Description
What happened + What you expected to happen
When running ray in our cluster, we observed a bug where transient network failure on RPC WaitForActorRefDeleted
caused actor registration failed. Here is the concrete call site of the RPC that encountered transient error. call_site.log
Here is the output error message.
E class_name: test_actor_api.<locals>.Foo
E actor_id: 9ba41b4ddd98b0554ef05f0204000000
E namespace: 345c7114-a740-49cd-9c7f-af89bb3dea24
E The actor is dead because all references to the actor were removed including lineage ref count.
E The actor never ran - it was cancelled before it started running.
By analyzing the concrete call site, we noticed that the callback function of WaitForActorRefDeleted
calls DestroyActor
without checking return status. Maybe the root cause of this bug is that transient error caused GCS destroyed the actor without waiting for it, resulting in that the actor is cancelled before it started running.

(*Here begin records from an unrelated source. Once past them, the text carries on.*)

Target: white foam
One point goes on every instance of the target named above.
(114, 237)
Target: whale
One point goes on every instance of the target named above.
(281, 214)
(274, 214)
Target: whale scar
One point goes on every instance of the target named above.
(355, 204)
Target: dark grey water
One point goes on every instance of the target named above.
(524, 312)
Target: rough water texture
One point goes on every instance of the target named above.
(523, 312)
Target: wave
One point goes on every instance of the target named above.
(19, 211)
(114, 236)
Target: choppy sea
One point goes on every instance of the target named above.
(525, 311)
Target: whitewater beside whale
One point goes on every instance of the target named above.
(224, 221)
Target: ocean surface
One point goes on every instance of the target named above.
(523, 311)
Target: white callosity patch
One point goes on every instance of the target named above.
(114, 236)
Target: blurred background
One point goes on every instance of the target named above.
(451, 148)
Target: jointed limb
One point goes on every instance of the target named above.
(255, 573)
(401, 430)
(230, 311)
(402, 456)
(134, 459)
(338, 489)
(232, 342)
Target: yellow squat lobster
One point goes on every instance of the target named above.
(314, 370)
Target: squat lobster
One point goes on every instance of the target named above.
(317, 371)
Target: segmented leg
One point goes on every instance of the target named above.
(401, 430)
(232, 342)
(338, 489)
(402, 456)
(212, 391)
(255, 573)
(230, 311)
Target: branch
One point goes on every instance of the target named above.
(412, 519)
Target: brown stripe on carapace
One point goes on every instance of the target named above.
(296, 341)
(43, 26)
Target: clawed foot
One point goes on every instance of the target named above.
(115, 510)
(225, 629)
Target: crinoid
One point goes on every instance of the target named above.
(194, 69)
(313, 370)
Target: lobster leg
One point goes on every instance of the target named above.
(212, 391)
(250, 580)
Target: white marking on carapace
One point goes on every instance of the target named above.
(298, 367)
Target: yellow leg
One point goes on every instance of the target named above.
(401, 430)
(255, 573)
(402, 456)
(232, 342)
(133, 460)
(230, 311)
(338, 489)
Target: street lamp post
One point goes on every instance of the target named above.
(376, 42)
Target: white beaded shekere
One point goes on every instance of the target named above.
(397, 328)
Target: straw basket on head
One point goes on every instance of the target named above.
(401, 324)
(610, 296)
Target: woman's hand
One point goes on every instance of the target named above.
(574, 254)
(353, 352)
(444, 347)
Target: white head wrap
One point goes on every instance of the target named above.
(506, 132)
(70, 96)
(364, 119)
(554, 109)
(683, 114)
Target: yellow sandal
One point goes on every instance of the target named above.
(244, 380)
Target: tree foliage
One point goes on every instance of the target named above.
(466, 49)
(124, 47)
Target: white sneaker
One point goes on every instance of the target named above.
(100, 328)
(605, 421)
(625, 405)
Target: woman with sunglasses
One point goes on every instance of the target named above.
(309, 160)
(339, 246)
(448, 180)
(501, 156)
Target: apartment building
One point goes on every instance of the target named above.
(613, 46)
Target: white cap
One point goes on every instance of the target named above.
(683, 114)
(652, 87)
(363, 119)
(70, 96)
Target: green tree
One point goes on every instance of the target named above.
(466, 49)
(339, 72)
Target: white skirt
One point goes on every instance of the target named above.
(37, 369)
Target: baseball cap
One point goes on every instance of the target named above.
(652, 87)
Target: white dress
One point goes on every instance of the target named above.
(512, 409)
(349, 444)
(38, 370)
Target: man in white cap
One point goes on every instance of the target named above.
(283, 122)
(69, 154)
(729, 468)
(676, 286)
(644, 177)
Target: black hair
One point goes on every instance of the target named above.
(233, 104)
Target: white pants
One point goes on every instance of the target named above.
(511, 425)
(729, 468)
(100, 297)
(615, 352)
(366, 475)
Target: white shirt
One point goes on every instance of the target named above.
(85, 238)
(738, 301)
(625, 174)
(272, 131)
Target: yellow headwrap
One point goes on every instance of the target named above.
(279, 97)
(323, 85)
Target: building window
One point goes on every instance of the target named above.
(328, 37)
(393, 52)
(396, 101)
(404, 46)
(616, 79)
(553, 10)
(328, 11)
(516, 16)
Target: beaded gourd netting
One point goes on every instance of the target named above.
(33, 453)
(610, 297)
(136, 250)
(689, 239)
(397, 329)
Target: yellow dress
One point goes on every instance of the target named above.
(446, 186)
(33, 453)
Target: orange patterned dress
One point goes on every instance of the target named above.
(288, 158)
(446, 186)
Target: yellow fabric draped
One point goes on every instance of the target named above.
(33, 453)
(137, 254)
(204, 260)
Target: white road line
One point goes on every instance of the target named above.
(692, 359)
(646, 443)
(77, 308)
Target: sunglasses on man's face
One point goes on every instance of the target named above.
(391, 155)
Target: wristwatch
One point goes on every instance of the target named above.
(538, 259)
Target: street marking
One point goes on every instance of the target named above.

ray/src/ray/gcs/gcs_server/gcs_actor_manager.cc
Lines 1060 to 1066 in 7337f2a
The expected behavior is that transient network failure can be handled and the job is executed properly.
Versions / Dependencies
Ray 3.0.0.dev, Kuberay 1.3.0
Reproduction script
Start a RayCluster
using Kuberay
. Then run the following script with ray job submit SDK.
import ray
ray.init()
@ray.remote
class Foo:
def __init__(self, val):
self.x = val
def get(self):
return self.x
x = 1
f = Foo.remote(x)
assert ray.get(f.get.remote()) == x
Transient network failure can be reproduced with gRPC interceptor.
Issue Severity
Medium: It is a significant difficulty but I can work around it.